Somewhere a tide is turning. In that place where no land can be seen, where horizon to horizon is spanned by shifting twinkling faithless water, a wave humps its back and turns over with a sigh, and sends its salted whispering to Mr Hancock’s ear.
This voyage is special, the whisper says, a strange fluttering in his heart.
It will change everything.
And all of a sudden, in his silent counting-house, this faded man with his brow cupped in his hands is gripped by a great childish glee of anticipation.
The rain eases. The cat crunches on the skull of the mouse. And as she slaps her tongue about her muzzle, Mr Hancock permits himself to hope.
Owing to the rain it is unlikely that many birds are abroad, but perhaps a crow has just crept from the rafters of Mr Hancock’s house, and now fans out its bombazine feathers and tips its head to one side to view the world with one pale and peevish eye. This crow, if it spreads its wings, will find them full of the still-damp breeze gusting up from the streets below: hot tar, river mud, the ammoniac reek of the tannery. And if it hops from its ledge and rises above the rooftops of Union Street it will come first and swiftly to the docks, the cradles of ships-to-be, which even in their infancy rear above all the buildings. Some, polished and tarred, flags aflutter and figurehead winking, strain to be launched; others, mere ribs of fresh-stripped wood with only air between them, lie in dry-dock vast and pale and naked as the skeletons of whales.
If, from here, this crow steers itself north-west following the turn of the river, and if it flies for six miles without pause . . . Well, is this likely, for a crow? What are their habits? What is the range of their territory? If it were to do this, coasting across the sky as the clouds recede, it would approach the city of London, the river crenelated on each bank with docks large and small, some built tall from yellow stone, some of sagging black wood.
The wharves and bridges pen the water in tight, but after the storm it squirms and heaves. The white-sailed ships strain upon it, and the watermen have gathered their bravado to steer their little crafts away from the bank and race across the current. As the sun creeps out, this conjectured crow will fly over the winking glass of the Southwark melon farms; the customs house, the tiered spire of St Bride’s, the milling square of Seven Dials, and eventually come upon Soho. As it alights on a Dean Street gutter, its shadow will briefly cross the first-floor window of one particular house, stealing the daylight from the room within so that the face of Angelica Neal is momentarily lost in darkness.

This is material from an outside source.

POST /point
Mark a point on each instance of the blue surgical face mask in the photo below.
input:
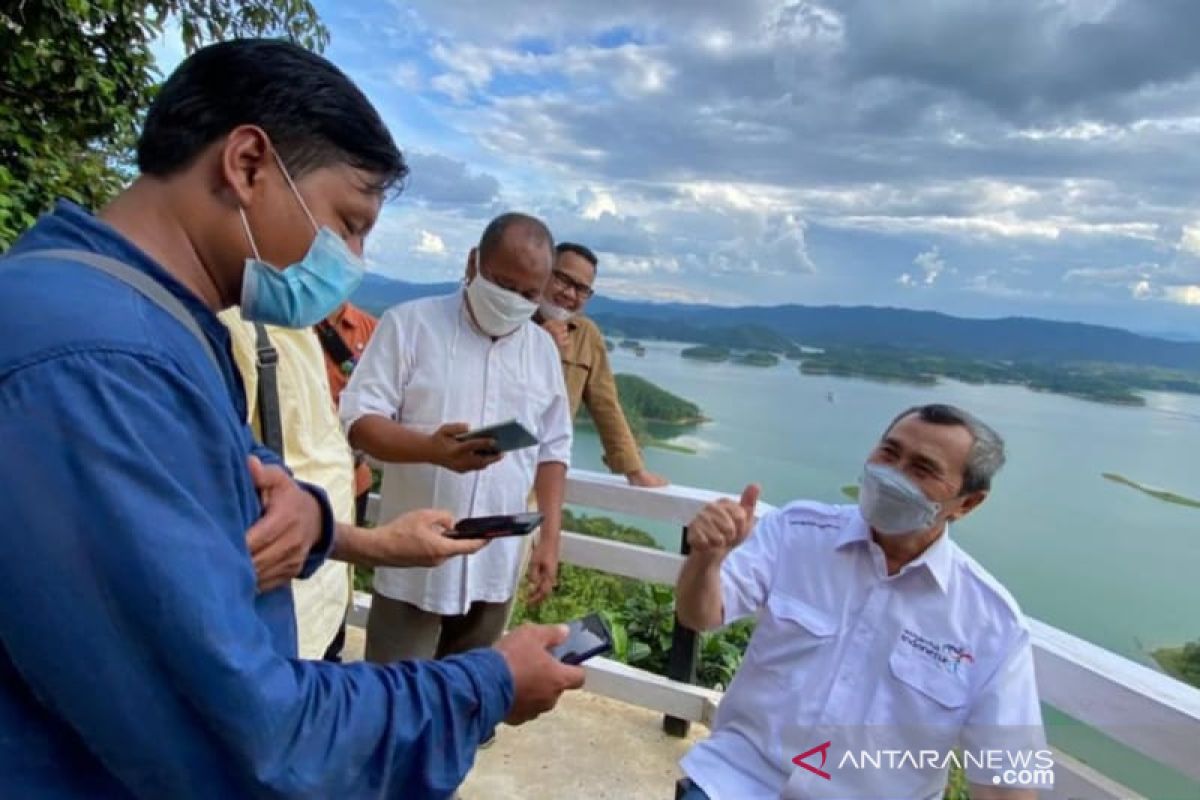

She sits at her dressing table as cool and fragrant as a rosewater custard, picking at a bowl of hothouse fruit while her friend – Mrs Eliza Frost – tweaks the last scorched curl-paper from her hair. She has been laced back into her stays and half-draped in a powdering robe, but there is a flush of the bedroom in her cheeks, and her eyes are dragged irresistibly back to her own dimpling reflection as if to the face of a lover. A canary skips and whistles in its cage, mirrors twinkle all about, and her table is strewn with ribbons and earrings and tiny glass bottles. Each afternoon they carry it from the dark dressing room into the sunny parlour so as to spare their candles.
‘But these measures will soon be unnecessary,’ says Angelica, as a little storm of hair powder flies up around her. ‘When the season begins, and there are more places to be seen – more people to see me – our living will be far easier.’ On the floor the crushed triangles of curl-paper are dense with Wesleyan homily, snipped as they are from pious tracts passed out daily to the whores of Dean Street.